Человек, так нежданно свалившийся невесть откуда, вышел с Фёдором в сени или в «переднюю», как её называли, надел на голову шапочку.
Фёдор зашнуровывал видавшие виды ботинки:
– Они на толстой подошве, прошитые, не хуже твоих берцов. Назар, а это далеко?
– Не очень. Я просил не называть меня так.
– А ночевать будем где?
– Заночуем здесь, в Галелееве.
– У кого?
– Старая баня стоит ещё?
– Стоит, я в ней мылся на днях.
– Ну, пошли тогда, – человек осенил себя крестным знаменем и шагнул за порог.
Человек, которого Фёдор принимал за Назара, действительно очень походил на него и лицом и размером, можно даже сказать, что будь он по настоящему тот самый Назар, то о нём, – по-крайней мере, до того момента трёхлетней давности, когда он исчез бесследно из родного села, – было бы известно следующее.
Полное имя его – то, что значилось в паспорте, выданном в две тысячи втором году, взамен советского – Назар Васильевич Янин. Уроженец уже упомянутого Галелеево.
Отца его никто не видел.
Мать, Ульяна Петровна, осиротевшая в детстве, окончив библиотечный техникум в Добринске, ближайшем районом центре, уехала на Дальний Восток к родне, там в новогоднюю ночь познакомилась с Василием, там же и замуж вышла в свои неполные двадцать. Но вернулась одна и родила сына здесь, в доме галелеевского деда по матери, где и жила в отведённой ей лучшей комнате, где и воспитывала, в одиночку, без баловства, ребёнка – по мере лет – кроху, мальца, подростка, об отце которого, даже ни полсловечка, ничегошеньки не открыла ни подружкам, ни бабам, ни бабкам, что и сподвигло всех неравнодушных галелеян, обстоятельно перетерев меж собой все мыслимые догадки, по-житейски приговорить: «как пить дать, бросил её, уж больно бабёнка мудрёна да норовиста, но, скорее всего, сама ушла». На том и закрыли тему.

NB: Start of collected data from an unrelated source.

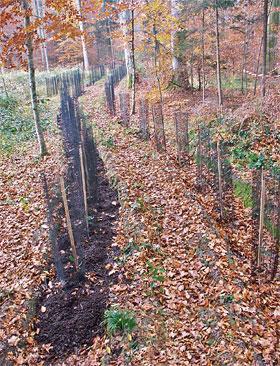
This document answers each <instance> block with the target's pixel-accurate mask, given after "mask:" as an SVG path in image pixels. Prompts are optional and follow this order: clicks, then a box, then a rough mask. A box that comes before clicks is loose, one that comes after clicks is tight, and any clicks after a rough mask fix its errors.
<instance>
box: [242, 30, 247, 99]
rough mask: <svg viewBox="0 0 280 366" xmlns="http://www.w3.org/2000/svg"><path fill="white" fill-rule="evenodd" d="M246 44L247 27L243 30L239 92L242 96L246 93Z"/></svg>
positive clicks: (246, 53) (246, 73)
mask: <svg viewBox="0 0 280 366" xmlns="http://www.w3.org/2000/svg"><path fill="white" fill-rule="evenodd" d="M248 44H249V30H248V26H247V27H246V30H245V36H244V44H243V62H242V73H241V91H242V94H246V93H247V72H246V66H247V57H248Z"/></svg>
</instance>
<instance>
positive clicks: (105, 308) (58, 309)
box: [36, 158, 119, 364]
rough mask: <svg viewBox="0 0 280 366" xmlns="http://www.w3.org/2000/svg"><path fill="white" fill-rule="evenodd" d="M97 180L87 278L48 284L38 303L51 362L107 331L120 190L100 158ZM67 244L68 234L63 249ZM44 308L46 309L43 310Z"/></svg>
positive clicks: (38, 334) (41, 328)
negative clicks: (56, 285) (109, 179)
mask: <svg viewBox="0 0 280 366" xmlns="http://www.w3.org/2000/svg"><path fill="white" fill-rule="evenodd" d="M97 180H98V195H97V196H98V201H97V203H96V205H95V207H94V210H93V212H94V214H93V216H94V223H93V224H92V225H91V227H90V237H89V240H88V242H87V243H86V244H85V248H84V249H85V267H86V278H85V280H84V281H83V282H79V281H78V280H77V279H72V280H71V285H70V286H68V287H67V288H64V289H62V288H61V287H58V286H55V285H53V286H51V287H52V288H51V289H50V288H49V286H48V287H47V286H45V288H44V289H43V293H42V294H41V296H40V300H39V303H38V307H37V312H38V314H37V317H38V322H37V323H36V328H38V329H39V334H38V336H37V341H38V343H40V344H45V345H49V344H50V345H51V346H52V348H51V349H50V351H49V356H48V359H47V360H46V363H47V364H49V363H51V362H52V361H53V360H54V359H56V358H61V357H65V356H66V355H67V354H69V353H72V352H75V351H76V350H78V349H79V348H81V347H82V346H85V345H91V344H92V342H93V338H94V337H95V336H96V335H100V334H102V332H103V327H102V324H101V322H102V320H103V313H104V311H105V309H106V306H107V300H108V296H109V285H110V283H111V282H112V281H114V278H112V277H110V276H109V275H108V273H107V270H106V268H105V266H106V264H108V263H110V262H112V253H110V249H109V248H110V244H111V242H112V240H113V236H114V234H115V228H114V224H115V221H116V219H117V216H118V209H119V207H118V205H117V204H116V202H117V193H116V191H114V190H112V188H111V187H110V185H109V182H108V180H107V178H106V175H105V170H104V166H103V162H102V160H101V159H100V158H98V167H97ZM112 202H113V203H112ZM91 209H93V208H91ZM65 246H67V243H65V237H64V239H63V240H61V248H60V249H62V247H65ZM68 247H69V243H68ZM42 306H43V307H45V308H46V309H44V308H42ZM42 309H43V310H45V311H43V312H42Z"/></svg>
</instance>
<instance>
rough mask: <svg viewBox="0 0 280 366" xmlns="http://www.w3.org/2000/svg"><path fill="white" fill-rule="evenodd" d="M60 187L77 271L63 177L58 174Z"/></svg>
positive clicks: (70, 223)
mask: <svg viewBox="0 0 280 366" xmlns="http://www.w3.org/2000/svg"><path fill="white" fill-rule="evenodd" d="M60 188H61V194H62V200H63V205H64V211H65V216H66V224H67V230H68V235H69V239H70V244H71V248H72V253H73V257H74V263H75V268H76V271H79V261H78V255H77V250H76V245H75V240H74V233H73V228H72V223H71V218H70V213H69V207H68V202H67V196H66V190H65V183H64V178H63V177H62V176H60Z"/></svg>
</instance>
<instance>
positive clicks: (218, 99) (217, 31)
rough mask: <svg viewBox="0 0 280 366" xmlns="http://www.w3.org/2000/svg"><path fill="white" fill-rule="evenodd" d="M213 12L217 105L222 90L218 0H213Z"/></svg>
mask: <svg viewBox="0 0 280 366" xmlns="http://www.w3.org/2000/svg"><path fill="white" fill-rule="evenodd" d="M215 5H216V6H215V12H216V24H215V25H216V62H217V91H218V102H219V106H220V107H221V106H222V105H223V90H222V79H221V56H220V31H219V9H218V1H217V0H215Z"/></svg>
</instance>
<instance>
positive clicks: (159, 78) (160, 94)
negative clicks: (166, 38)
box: [153, 24, 163, 106]
mask: <svg viewBox="0 0 280 366" xmlns="http://www.w3.org/2000/svg"><path fill="white" fill-rule="evenodd" d="M153 36H154V67H155V75H156V80H157V85H158V92H159V98H160V104H161V106H162V102H163V98H162V90H161V83H160V76H159V73H158V51H159V43H158V39H157V29H156V25H155V24H154V25H153Z"/></svg>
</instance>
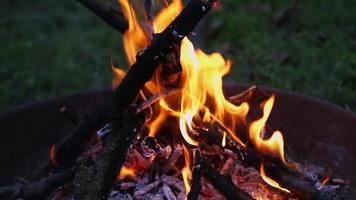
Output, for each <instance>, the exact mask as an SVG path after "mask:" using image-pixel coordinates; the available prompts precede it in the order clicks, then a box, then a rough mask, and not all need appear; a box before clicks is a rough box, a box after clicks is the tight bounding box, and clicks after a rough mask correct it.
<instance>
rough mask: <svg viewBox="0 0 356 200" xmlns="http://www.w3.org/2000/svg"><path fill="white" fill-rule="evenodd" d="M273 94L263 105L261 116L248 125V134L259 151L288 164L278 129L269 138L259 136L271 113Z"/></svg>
mask: <svg viewBox="0 0 356 200" xmlns="http://www.w3.org/2000/svg"><path fill="white" fill-rule="evenodd" d="M274 100H275V96H274V95H272V96H271V97H270V98H269V99H268V100H267V101H266V102H265V104H264V106H263V116H262V117H261V118H260V119H258V120H256V121H254V122H253V123H251V125H250V127H249V135H250V139H251V141H252V143H253V144H254V145H255V148H257V149H258V150H259V151H261V152H262V153H264V154H267V155H272V156H273V157H275V158H278V159H280V160H281V161H282V162H283V163H284V164H285V165H286V166H289V164H288V163H287V162H286V160H285V158H284V141H283V135H282V133H281V132H280V131H275V132H274V133H273V134H272V136H271V137H270V138H269V139H263V138H261V134H262V131H263V128H264V127H265V125H266V122H267V119H268V117H269V115H270V113H271V110H272V107H273V103H274Z"/></svg>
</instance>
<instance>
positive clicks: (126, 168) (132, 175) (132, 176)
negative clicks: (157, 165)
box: [117, 166, 136, 180]
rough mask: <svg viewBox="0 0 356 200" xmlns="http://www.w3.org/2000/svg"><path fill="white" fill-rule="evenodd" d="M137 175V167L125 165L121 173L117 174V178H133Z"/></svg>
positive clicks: (121, 170)
mask: <svg viewBox="0 0 356 200" xmlns="http://www.w3.org/2000/svg"><path fill="white" fill-rule="evenodd" d="M135 176H136V169H134V168H129V167H126V166H123V167H122V168H121V171H120V173H119V175H118V176H117V179H118V180H122V179H132V178H134V177H135Z"/></svg>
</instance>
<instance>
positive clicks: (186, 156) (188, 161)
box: [182, 145, 192, 194]
mask: <svg viewBox="0 0 356 200" xmlns="http://www.w3.org/2000/svg"><path fill="white" fill-rule="evenodd" d="M183 155H184V161H185V166H184V167H183V169H182V176H183V181H184V187H185V193H186V194H188V193H189V191H190V184H189V180H190V179H191V177H192V171H191V168H190V156H189V151H188V149H187V147H185V145H183Z"/></svg>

Назар, учившийся не хуже среднего, перемахивая из класса в класс, как через штакетник в соседский сад, доскакал до восьмого класса сельской школы, и в тот же год остался сиротой, без матери…

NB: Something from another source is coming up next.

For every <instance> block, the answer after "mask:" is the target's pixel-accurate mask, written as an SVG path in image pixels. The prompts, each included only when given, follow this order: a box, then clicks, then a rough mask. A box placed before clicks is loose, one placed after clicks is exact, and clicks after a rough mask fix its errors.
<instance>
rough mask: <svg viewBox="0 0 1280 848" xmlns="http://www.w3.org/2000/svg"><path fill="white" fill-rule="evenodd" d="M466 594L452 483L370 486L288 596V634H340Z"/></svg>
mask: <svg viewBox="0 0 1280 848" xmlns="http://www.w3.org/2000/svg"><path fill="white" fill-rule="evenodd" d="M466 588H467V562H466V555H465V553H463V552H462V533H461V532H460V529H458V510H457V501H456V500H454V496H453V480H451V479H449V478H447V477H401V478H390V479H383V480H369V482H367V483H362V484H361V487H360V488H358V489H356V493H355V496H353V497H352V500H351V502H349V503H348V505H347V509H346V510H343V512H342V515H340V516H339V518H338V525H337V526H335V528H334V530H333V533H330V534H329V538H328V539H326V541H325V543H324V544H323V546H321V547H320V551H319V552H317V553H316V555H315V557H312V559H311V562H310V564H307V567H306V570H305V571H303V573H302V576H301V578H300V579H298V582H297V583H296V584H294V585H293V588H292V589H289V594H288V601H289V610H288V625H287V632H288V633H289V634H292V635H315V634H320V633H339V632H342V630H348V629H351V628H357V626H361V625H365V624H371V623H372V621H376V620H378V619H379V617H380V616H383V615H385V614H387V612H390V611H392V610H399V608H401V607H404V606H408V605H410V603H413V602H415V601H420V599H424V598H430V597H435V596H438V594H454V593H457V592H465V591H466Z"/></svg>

Ульяну нашли на обочине дороги под одиноким вязом, – как бы присела отдохнуть, обращённая угасающим взглядом, к родному двору. «Скорая помощь» подоспела, чтобы констатировать остановку сердца у тридцатипятилетней кассирши с железнодорожной станции «Добринское», – судя по всему, устала дожидаться непредсказуемой, как снег, маршрутки, и решила идти пешком до дома, всего-то с пяток километров проторенной тропкой через рощу, потом овсяным полем, да по бережку тенистой Ворши… И не дошла. В сумке её лежали пачка вермишели и два пакетика конфет «Лимонная» и «Барбарис».